[Tutor] Better way to remove lines from a list?

[Peter Otten]

boB Stepp wrote:

>   I have a test file with the following contents:
> 
> ADR;TYPE=HOME:;;11601 Southridge Dr;Little Rock;AR;72212-1733;US;11601
> Sout
>   hridge Dr\nLittle Rock\, AR 72212-1733\nUS
> ADR;TYPE=WORK:;;1912 Green Mountain Dr;Little Rock;AR;72212;US;1912 Green
> M
>   ountain Dr\nLittle Rock\, AR 72212\nUS
>   more meaningless stuff
>   even more meaningless stuff
> ADR:100;;4700 E McCain Blvd;North Little Rock;AR;72117;US;4700 E McCain
> Blv
>   d\n100\nNorth Little Rock\, AR 72117\nUS
> 
> I wish to remove the part of lines starting with "ADR" from the last
> semi-colon to the EOL *and* any following lines that continue this
> duplicated address.  As far as I can tell every such instance in my actual
> vCard file has these subsequent lines starting with a single space before
> a new legitimate vCard property line occurs which always has a character
> in the first column of the line.
> 
> I have a solution that works relying on these file-specific facts.  After
> reading the file into a list using readlines() I have this function to do
> this processing:
> 
> def clean_address(vCard):
>      cleaned_vCard = []
>      for index, line in enumerate(vCard):
>          clean_line = line
>          if line.startswith("ADR"):
>              clean_line = line.rpartition(";")[0]
>              while True:
>                  if vCard[index + 1].startswith(" "):
>                      vCard.pop(index + 1)
>                  else:
>                      break
>          cleaned_vCard.append(clean_line)
>      return cleaned_vCard
> 
> In the inner while loop I wanted to do the equivalent of saying "advance
> the outer for loop while staying inside the while loop".  If I were
> able to do this I would not need to modify the vCard list in place.  I
> tried to find a way to do this with ideas of next() or .__next__(), but I
> could not discover online how to access the for loop's iterator.  I feel
> sure there is a better way to do what I want to accomplish, possibly
> completely altering the logic of my function or doing something along my
> above speculations.
> 
> The other thing that bothers me is the fragility of my approach.  I am
> relying on two things that I am sure are not true for a general export of
> a
> Google vCard:  (1) What if I have an exceptionally long legitimate address
> that cannot be encompassed on a single line starting with "ADR"?  In this
> case my function as written would not yield a correct address.  (2) I am
> relying on illegitimate address duplicates starting on following lines
> beginning with a single space.  For my particular vCard file I don't think
> these will affect me, but I would like to make this more robust just
> because it is the right thing to do.  But at the moment I don't see how.

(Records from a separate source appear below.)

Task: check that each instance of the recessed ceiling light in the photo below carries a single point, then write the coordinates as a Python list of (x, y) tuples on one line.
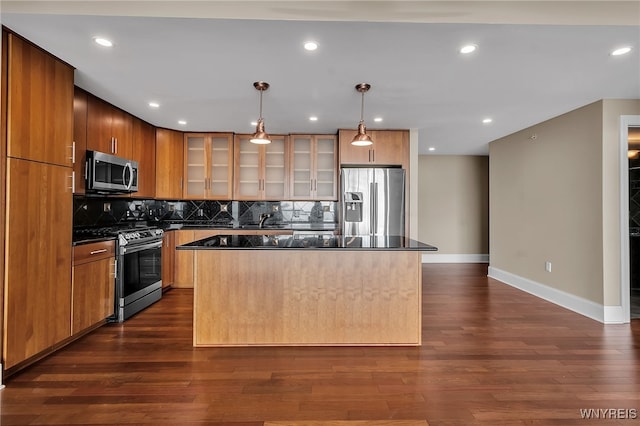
[(621, 51), (310, 45), (103, 41), (468, 48)]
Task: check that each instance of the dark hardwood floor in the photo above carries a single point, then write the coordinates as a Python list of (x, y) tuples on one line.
[(491, 355)]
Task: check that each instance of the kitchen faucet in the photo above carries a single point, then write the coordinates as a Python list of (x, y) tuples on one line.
[(263, 217)]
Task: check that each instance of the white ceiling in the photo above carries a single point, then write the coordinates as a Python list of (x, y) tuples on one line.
[(199, 59)]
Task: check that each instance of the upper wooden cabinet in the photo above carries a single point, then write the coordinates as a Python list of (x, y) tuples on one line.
[(143, 151), (169, 162), (390, 148), (260, 171), (39, 104), (109, 129), (313, 171), (80, 99), (208, 166)]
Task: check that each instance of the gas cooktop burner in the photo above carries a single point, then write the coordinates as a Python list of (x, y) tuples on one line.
[(126, 234)]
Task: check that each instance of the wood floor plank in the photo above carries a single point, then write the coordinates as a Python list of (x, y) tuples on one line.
[(491, 355)]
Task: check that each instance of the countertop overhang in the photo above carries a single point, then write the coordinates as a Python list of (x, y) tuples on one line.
[(306, 241)]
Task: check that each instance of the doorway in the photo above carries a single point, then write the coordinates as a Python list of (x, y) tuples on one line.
[(633, 154)]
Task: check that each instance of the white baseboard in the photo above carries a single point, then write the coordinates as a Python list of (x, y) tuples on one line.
[(615, 315), (596, 311), (454, 258)]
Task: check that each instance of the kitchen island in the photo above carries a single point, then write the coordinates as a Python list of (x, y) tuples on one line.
[(323, 290)]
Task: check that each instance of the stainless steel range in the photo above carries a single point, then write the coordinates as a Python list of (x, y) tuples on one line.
[(138, 264), (139, 275)]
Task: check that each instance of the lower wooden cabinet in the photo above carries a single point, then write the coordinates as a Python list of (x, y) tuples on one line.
[(93, 285), (37, 276), (168, 259)]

I doubt that the extra stuff in the ADR lines is illegitimate and think that 
the best solution would be to find a tool that can parse the data as-is.

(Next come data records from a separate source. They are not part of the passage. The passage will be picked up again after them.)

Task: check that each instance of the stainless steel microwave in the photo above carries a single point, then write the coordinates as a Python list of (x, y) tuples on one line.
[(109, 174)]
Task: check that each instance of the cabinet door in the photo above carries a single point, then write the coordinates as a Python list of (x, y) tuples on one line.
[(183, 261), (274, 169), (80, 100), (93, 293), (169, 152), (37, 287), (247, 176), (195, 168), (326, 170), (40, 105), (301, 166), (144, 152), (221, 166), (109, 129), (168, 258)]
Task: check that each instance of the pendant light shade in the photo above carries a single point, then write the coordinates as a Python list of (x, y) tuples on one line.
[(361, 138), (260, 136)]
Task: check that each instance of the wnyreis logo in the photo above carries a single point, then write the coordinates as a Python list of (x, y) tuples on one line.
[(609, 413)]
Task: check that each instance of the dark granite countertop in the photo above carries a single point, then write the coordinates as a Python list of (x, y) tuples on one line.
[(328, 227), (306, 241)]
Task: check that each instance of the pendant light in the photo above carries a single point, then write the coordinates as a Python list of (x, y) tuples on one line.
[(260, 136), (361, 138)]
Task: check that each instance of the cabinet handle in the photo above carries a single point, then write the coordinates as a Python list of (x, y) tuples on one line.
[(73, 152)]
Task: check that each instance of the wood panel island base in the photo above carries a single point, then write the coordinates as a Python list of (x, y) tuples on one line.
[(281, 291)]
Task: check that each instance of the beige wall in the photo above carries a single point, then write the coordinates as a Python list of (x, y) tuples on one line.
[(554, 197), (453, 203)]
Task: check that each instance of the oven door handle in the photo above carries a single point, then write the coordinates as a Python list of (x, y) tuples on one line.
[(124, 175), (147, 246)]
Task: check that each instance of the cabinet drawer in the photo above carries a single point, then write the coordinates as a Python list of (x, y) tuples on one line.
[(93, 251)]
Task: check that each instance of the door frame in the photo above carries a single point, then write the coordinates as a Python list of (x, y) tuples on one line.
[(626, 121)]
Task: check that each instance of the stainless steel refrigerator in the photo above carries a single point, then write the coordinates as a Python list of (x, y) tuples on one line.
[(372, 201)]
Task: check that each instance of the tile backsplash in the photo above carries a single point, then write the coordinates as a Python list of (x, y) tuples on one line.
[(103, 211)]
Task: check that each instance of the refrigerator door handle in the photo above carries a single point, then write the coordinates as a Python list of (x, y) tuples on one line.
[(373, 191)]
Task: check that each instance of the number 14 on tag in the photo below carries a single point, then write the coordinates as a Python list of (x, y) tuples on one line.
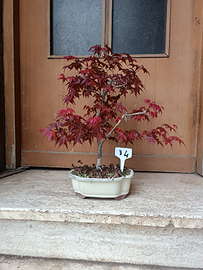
[(123, 154)]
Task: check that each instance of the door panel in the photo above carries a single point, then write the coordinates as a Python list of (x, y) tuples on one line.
[(172, 83)]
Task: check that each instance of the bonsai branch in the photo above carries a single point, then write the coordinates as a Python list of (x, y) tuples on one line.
[(123, 117)]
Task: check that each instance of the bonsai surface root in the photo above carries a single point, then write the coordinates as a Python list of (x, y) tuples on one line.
[(104, 171)]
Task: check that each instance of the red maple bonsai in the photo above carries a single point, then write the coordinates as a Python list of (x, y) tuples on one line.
[(107, 78)]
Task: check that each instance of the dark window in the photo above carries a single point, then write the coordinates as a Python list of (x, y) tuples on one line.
[(76, 25), (137, 27)]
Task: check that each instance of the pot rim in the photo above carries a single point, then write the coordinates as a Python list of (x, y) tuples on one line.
[(88, 179)]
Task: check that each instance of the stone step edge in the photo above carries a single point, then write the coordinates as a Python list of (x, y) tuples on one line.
[(103, 218)]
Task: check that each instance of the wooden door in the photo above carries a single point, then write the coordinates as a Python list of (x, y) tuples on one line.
[(173, 83)]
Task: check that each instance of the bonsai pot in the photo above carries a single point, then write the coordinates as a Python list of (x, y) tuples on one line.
[(117, 188)]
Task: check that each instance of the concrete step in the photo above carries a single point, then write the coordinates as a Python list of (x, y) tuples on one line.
[(159, 223), (27, 263)]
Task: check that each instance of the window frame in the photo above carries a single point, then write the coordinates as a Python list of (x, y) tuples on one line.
[(107, 31)]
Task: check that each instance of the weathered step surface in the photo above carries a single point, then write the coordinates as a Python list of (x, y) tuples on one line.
[(27, 263), (159, 223)]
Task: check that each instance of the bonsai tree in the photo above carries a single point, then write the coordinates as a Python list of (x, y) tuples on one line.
[(107, 78)]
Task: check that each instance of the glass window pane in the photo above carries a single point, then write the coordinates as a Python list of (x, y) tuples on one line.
[(139, 26), (76, 25)]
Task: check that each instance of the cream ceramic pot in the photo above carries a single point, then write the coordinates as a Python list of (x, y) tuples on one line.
[(116, 188)]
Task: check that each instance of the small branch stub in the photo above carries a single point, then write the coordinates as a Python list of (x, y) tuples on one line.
[(123, 154)]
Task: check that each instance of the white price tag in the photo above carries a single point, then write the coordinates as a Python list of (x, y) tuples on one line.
[(123, 154)]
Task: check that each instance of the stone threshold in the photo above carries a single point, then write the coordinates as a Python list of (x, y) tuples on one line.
[(155, 199)]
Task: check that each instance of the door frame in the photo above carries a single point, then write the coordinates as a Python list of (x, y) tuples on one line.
[(12, 84)]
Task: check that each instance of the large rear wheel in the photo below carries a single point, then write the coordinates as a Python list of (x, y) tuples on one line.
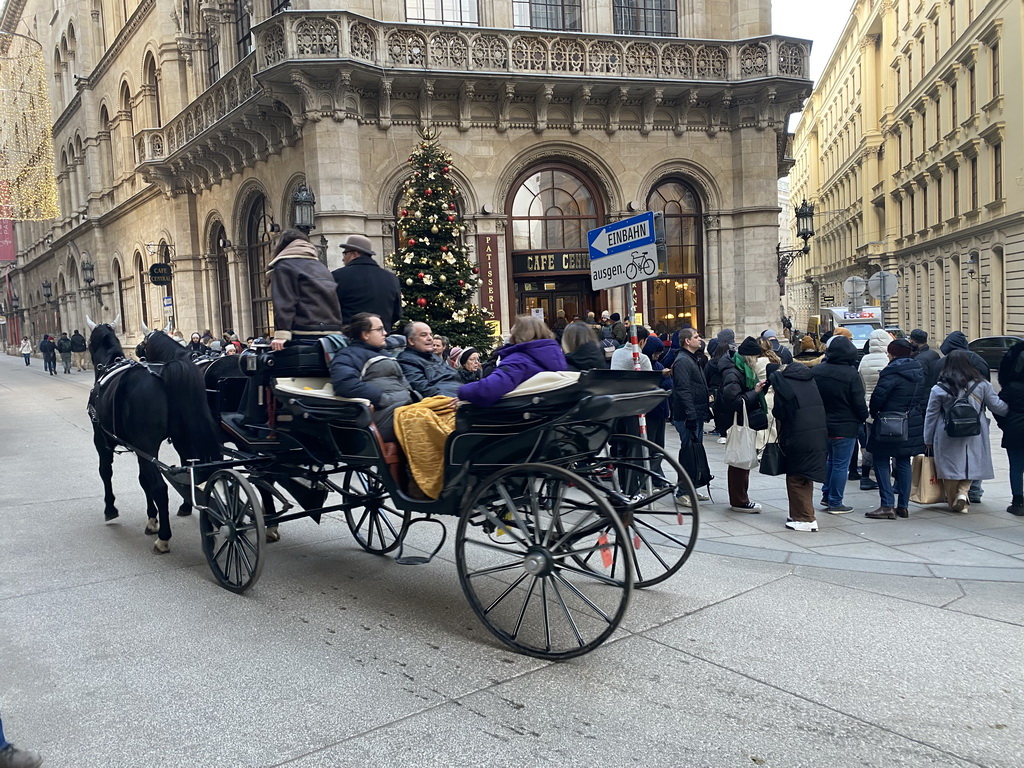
[(230, 524), (519, 544)]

However, practicality beats purity. So how about merging the line and then 
removing everything starting with the 8th semicolon? Like

# assuming that the colon after one of your ADRs is a typo

def cleaned(line):
    if line.startswith("ADR;"):
        line = ";".join(line.split(";")[:8])
    return line + "\n"

cleaned_text = "".join(
    cleaned(line) for line in text.replace("\n ", "").splitlines()
)

where text is the complete file as a string.